Desde o início da guerra no Leste Europeu, 1.595 cidadãos de países da América Latina se juntaram às forças da Rússia contra a Ucrânia. A informação foi divulgada nesta terça-feira (21/7) pelo porta-voz da chancelaria ucraniana, Heorhii Tykhyi.
Segundo o diplomata, desse número, 89 foram mortos em combate, e outros 22 são, atualmente, prisioneiros de guerra.
A diplomacia ucraniana não detalhou a origem dos combatentes estrangeiros registrados nas forças russas. Tykhyi, no entanto, afirmou que o “intercâmbio” de latino-americanos na guerra da Ucrânia acontece por meio do “recrutamento ilegal” promovido pelo Kremlin.
Apesar da distância geográfica que separa a América Latina da Ucrânia, latino-americanos têm se juntado não só às forças russas no conflito, como também às ucranianas.
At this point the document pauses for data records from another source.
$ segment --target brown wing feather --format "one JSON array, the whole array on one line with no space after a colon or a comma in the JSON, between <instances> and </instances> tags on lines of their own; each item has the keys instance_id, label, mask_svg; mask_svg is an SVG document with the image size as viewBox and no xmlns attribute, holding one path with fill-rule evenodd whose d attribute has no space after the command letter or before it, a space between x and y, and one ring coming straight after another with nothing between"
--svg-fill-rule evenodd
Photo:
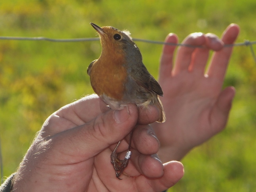
<instances>
[{"instance_id":1,"label":"brown wing feather","mask_svg":"<svg viewBox=\"0 0 256 192\"><path fill-rule=\"evenodd\" d=\"M132 77L140 86L146 89L148 91L153 92L160 96L163 96L164 92L159 83L150 75L143 65L142 70L137 71L137 75ZM139 73L139 74L138 74Z\"/></svg>"}]
</instances>

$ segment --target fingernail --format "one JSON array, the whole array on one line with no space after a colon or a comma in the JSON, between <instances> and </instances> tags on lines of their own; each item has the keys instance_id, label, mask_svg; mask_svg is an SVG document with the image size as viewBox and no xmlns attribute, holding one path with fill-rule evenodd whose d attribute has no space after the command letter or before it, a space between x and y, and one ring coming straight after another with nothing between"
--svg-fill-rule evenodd
<instances>
[{"instance_id":1,"label":"fingernail","mask_svg":"<svg viewBox=\"0 0 256 192\"><path fill-rule=\"evenodd\" d=\"M163 163L162 163L162 161L160 160L160 158L159 158L158 156L157 155L157 154L156 154L151 155L151 157L153 159L157 160L159 161L161 163L163 164Z\"/></svg>"},{"instance_id":2,"label":"fingernail","mask_svg":"<svg viewBox=\"0 0 256 192\"><path fill-rule=\"evenodd\" d=\"M127 120L130 117L130 113L127 107L125 107L121 110L115 111L115 119L118 123L122 123Z\"/></svg>"},{"instance_id":3,"label":"fingernail","mask_svg":"<svg viewBox=\"0 0 256 192\"><path fill-rule=\"evenodd\" d=\"M155 134L155 133L154 132L152 132L150 130L148 131L148 134L150 135L151 136L152 136L157 141L157 142L158 142L158 144L159 145L159 147L160 147L160 142L159 141L159 140L158 140L158 139L157 138L157 137L156 137L156 136Z\"/></svg>"}]
</instances>

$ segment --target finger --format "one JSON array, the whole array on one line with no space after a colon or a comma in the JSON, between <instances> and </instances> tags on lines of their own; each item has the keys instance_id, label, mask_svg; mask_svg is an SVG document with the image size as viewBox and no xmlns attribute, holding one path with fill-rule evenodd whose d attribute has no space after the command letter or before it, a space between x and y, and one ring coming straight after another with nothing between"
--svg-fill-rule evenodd
<instances>
[{"instance_id":1,"label":"finger","mask_svg":"<svg viewBox=\"0 0 256 192\"><path fill-rule=\"evenodd\" d=\"M178 43L178 36L174 33L169 34L164 41L172 44ZM170 77L173 66L173 52L176 46L165 44L163 47L162 55L160 58L159 81Z\"/></svg>"},{"instance_id":2,"label":"finger","mask_svg":"<svg viewBox=\"0 0 256 192\"><path fill-rule=\"evenodd\" d=\"M87 96L64 106L51 115L43 125L41 136L52 136L83 125L110 109L96 94Z\"/></svg>"},{"instance_id":3,"label":"finger","mask_svg":"<svg viewBox=\"0 0 256 192\"><path fill-rule=\"evenodd\" d=\"M228 87L221 93L210 114L210 122L213 133L217 133L225 127L235 93L233 87Z\"/></svg>"},{"instance_id":4,"label":"finger","mask_svg":"<svg viewBox=\"0 0 256 192\"><path fill-rule=\"evenodd\" d=\"M171 161L164 164L164 175L152 179L142 175L136 180L139 191L163 191L172 187L183 177L184 168L181 163Z\"/></svg>"},{"instance_id":5,"label":"finger","mask_svg":"<svg viewBox=\"0 0 256 192\"><path fill-rule=\"evenodd\" d=\"M223 33L222 41L225 44L233 44L239 32L238 25L234 24L229 25ZM233 48L232 46L224 47L220 51L214 53L207 73L209 77L218 79L221 82L223 81Z\"/></svg>"},{"instance_id":6,"label":"finger","mask_svg":"<svg viewBox=\"0 0 256 192\"><path fill-rule=\"evenodd\" d=\"M150 126L137 125L133 130L132 147L144 155L156 153L160 142Z\"/></svg>"},{"instance_id":7,"label":"finger","mask_svg":"<svg viewBox=\"0 0 256 192\"><path fill-rule=\"evenodd\" d=\"M147 125L152 123L159 118L159 109L154 106L150 105L146 108L140 107L139 110L138 124Z\"/></svg>"},{"instance_id":8,"label":"finger","mask_svg":"<svg viewBox=\"0 0 256 192\"><path fill-rule=\"evenodd\" d=\"M206 41L204 35L201 33L192 33L189 35L182 42L183 44L190 46L200 46ZM177 74L184 70L187 70L191 63L192 54L196 48L180 46L178 49L175 65L173 69L173 74Z\"/></svg>"},{"instance_id":9,"label":"finger","mask_svg":"<svg viewBox=\"0 0 256 192\"><path fill-rule=\"evenodd\" d=\"M142 175L148 178L156 178L164 175L163 163L156 154L145 155L136 150L132 150L133 155L130 165L125 170L125 173L132 177Z\"/></svg>"},{"instance_id":10,"label":"finger","mask_svg":"<svg viewBox=\"0 0 256 192\"><path fill-rule=\"evenodd\" d=\"M85 125L57 134L48 141L52 155L72 156L73 161L94 157L127 135L135 126L138 115L137 106L129 104L122 110L109 110Z\"/></svg>"},{"instance_id":11,"label":"finger","mask_svg":"<svg viewBox=\"0 0 256 192\"><path fill-rule=\"evenodd\" d=\"M214 34L207 33L205 35L206 40L204 48L196 49L193 53L191 64L189 70L194 70L203 75L209 58L210 50L217 51L223 47L223 43Z\"/></svg>"}]
</instances>

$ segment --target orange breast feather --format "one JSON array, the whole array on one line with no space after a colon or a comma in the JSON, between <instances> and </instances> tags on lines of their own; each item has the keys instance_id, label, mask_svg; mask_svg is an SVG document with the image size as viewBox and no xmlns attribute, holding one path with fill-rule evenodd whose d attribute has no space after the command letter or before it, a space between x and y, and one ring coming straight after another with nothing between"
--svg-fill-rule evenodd
<instances>
[{"instance_id":1,"label":"orange breast feather","mask_svg":"<svg viewBox=\"0 0 256 192\"><path fill-rule=\"evenodd\" d=\"M127 73L123 64L123 57L115 55L114 58L100 57L93 63L90 75L92 87L101 96L103 94L110 98L121 100L125 90Z\"/></svg>"}]
</instances>

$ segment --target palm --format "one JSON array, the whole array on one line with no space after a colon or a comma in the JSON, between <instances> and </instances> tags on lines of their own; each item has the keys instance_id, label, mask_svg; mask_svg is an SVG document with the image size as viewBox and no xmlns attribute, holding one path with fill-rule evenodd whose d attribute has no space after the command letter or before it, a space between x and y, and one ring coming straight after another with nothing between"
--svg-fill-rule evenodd
<instances>
[{"instance_id":1,"label":"palm","mask_svg":"<svg viewBox=\"0 0 256 192\"><path fill-rule=\"evenodd\" d=\"M229 26L223 33L223 42L233 44L239 31L237 25ZM177 38L173 34L166 40L177 43ZM205 48L179 48L173 67L175 48L164 47L159 83L164 92L161 100L167 120L153 126L162 146L159 154L164 161L170 159L166 155L163 159L161 153L170 153L170 150L175 150L175 148L183 150L179 155L169 157L179 160L193 147L222 130L235 94L232 87L221 90L232 48L223 48L223 43L212 34L194 34L183 43ZM210 49L219 51L214 54L205 75Z\"/></svg>"}]
</instances>

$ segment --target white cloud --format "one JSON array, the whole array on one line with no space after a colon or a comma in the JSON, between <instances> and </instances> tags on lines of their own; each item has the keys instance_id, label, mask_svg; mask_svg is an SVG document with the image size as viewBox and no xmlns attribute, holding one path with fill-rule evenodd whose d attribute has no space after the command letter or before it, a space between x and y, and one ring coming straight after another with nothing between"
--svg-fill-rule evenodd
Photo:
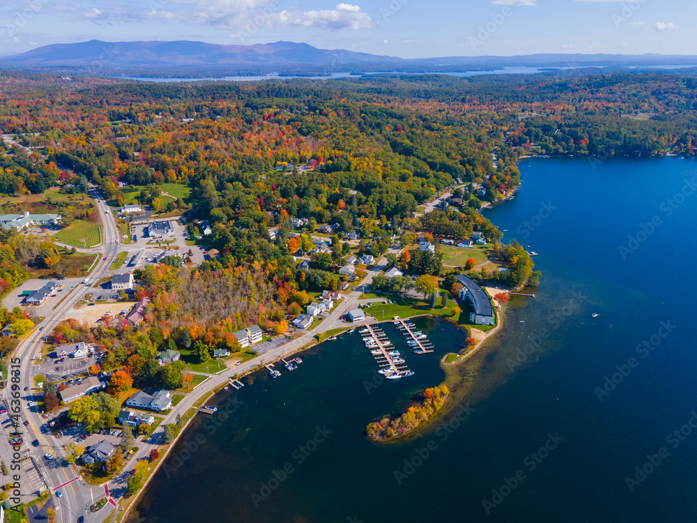
<instances>
[{"instance_id":1,"label":"white cloud","mask_svg":"<svg viewBox=\"0 0 697 523\"><path fill-rule=\"evenodd\" d=\"M677 29L677 26L672 22L669 22L668 23L657 22L656 25L654 26L654 29L656 29L656 31L668 31L668 29Z\"/></svg>"},{"instance_id":2,"label":"white cloud","mask_svg":"<svg viewBox=\"0 0 697 523\"><path fill-rule=\"evenodd\" d=\"M366 29L373 26L368 13L351 3L339 3L335 9L272 13L266 15L270 26L298 26L321 29Z\"/></svg>"}]
</instances>

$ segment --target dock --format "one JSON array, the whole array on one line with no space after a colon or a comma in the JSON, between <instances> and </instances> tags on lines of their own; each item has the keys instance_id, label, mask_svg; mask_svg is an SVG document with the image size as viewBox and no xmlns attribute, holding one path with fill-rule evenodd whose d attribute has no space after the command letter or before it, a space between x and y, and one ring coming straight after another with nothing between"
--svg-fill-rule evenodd
<instances>
[{"instance_id":1,"label":"dock","mask_svg":"<svg viewBox=\"0 0 697 523\"><path fill-rule=\"evenodd\" d=\"M406 362L401 356L388 354L392 352L395 347L382 329L366 325L365 328L361 331L361 333L363 335L363 340L366 341L366 347L375 357L381 370L391 371L385 374L385 377L395 379L404 376L411 376L413 374L407 368ZM369 340L372 342L367 342ZM391 377L392 376L395 377Z\"/></svg>"},{"instance_id":2,"label":"dock","mask_svg":"<svg viewBox=\"0 0 697 523\"><path fill-rule=\"evenodd\" d=\"M412 331L414 328L414 324L407 323L403 319L397 319L395 321L395 324L397 326L398 329L404 333L404 335L411 338L413 341L415 354L428 354L434 351L433 344L429 341L428 338L420 338L417 334L420 335L421 333L415 333Z\"/></svg>"}]
</instances>

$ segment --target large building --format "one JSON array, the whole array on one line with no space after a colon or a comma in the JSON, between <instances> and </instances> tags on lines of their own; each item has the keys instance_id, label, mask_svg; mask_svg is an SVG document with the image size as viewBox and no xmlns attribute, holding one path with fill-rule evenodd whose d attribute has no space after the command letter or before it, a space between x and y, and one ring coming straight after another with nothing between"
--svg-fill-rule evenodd
<instances>
[{"instance_id":1,"label":"large building","mask_svg":"<svg viewBox=\"0 0 697 523\"><path fill-rule=\"evenodd\" d=\"M114 274L112 275L112 289L132 289L133 275Z\"/></svg>"},{"instance_id":2,"label":"large building","mask_svg":"<svg viewBox=\"0 0 697 523\"><path fill-rule=\"evenodd\" d=\"M151 222L148 225L148 236L158 239L174 237L174 228L169 220L165 222Z\"/></svg>"},{"instance_id":3,"label":"large building","mask_svg":"<svg viewBox=\"0 0 697 523\"><path fill-rule=\"evenodd\" d=\"M61 221L59 214L22 214L0 215L0 224L3 229L24 229L32 225L56 225Z\"/></svg>"},{"instance_id":4,"label":"large building","mask_svg":"<svg viewBox=\"0 0 697 523\"><path fill-rule=\"evenodd\" d=\"M64 403L70 403L78 397L82 397L82 396L98 391L102 386L102 383L97 378L90 376L89 378L84 378L82 383L68 386L65 390L59 392L59 395Z\"/></svg>"},{"instance_id":5,"label":"large building","mask_svg":"<svg viewBox=\"0 0 697 523\"><path fill-rule=\"evenodd\" d=\"M54 294L59 285L55 282L49 282L38 291L34 291L24 298L24 302L32 305L41 305L49 296Z\"/></svg>"},{"instance_id":6,"label":"large building","mask_svg":"<svg viewBox=\"0 0 697 523\"><path fill-rule=\"evenodd\" d=\"M126 400L126 405L162 412L171 408L172 400L169 393L164 390L158 391L154 395L140 391Z\"/></svg>"},{"instance_id":7,"label":"large building","mask_svg":"<svg viewBox=\"0 0 697 523\"><path fill-rule=\"evenodd\" d=\"M477 325L493 325L493 306L484 289L464 274L456 276L455 279L462 285L457 297L474 308L470 314L470 322Z\"/></svg>"}]
</instances>

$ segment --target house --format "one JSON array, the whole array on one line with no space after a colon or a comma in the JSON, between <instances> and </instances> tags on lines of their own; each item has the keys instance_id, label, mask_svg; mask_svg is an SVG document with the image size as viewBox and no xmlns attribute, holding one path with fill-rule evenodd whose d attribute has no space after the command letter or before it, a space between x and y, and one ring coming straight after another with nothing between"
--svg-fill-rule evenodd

Entre no canal de WhatsApp do MetrópolesLogo no início da invasão da Rússia, o presidente ucraniano, Volodymyr Zelensky, criou a Legião Internacional de Defesa Territorial da Ucrânia. O objetivo era contrapor a superioridade militar russa.
A Legião Internacional foi desmobilizada oficialmente no fim de 2025, e seus combatentes foram integrados às Forças Armadas da Ucrânia. Por isso, o país liderado por Zelensky rejeita as alegações de que os estrangeiros que se juntaram aos ucranianos na guerra sejam mercenários — que se unem a conflitos motivados por dinheiro.
Negativa
Na conversa com jornalistas de países da América Latina, o porta-voz do Ministério das Relações Exteriores da Ucrânia negou que o país realize campanhas de recrutamento voltadas a combatentes da região.
“A Ucrânia não realiza campanhas de recrutamento direcionadas em países latino-americanos — pois existem muitas especulações a esse respeito, e quero refutá-las —, mas é verdade que o país aceita estrangeiros que desejam lutar pela Ucrânia em caráter voluntário”, disse Tykhyi. “Se um estrangeiro quiser se juntar às forças de defesa ucranianas e lutar ao nosso lado para proteger nosso país e os princípios de liberdade em todo o mundo, ele tem permissão para fazê-lo”.
Ainda assim, o Ministério da Defesa da Ucrânia mantém um site ativo, traduzido em português e espanhol, para candidatos estrangeiros ao serviço militar do país. A oferta é de salários que variam de U$ 550 a US$ 4,8 mil por mês, a depender da área de atuação.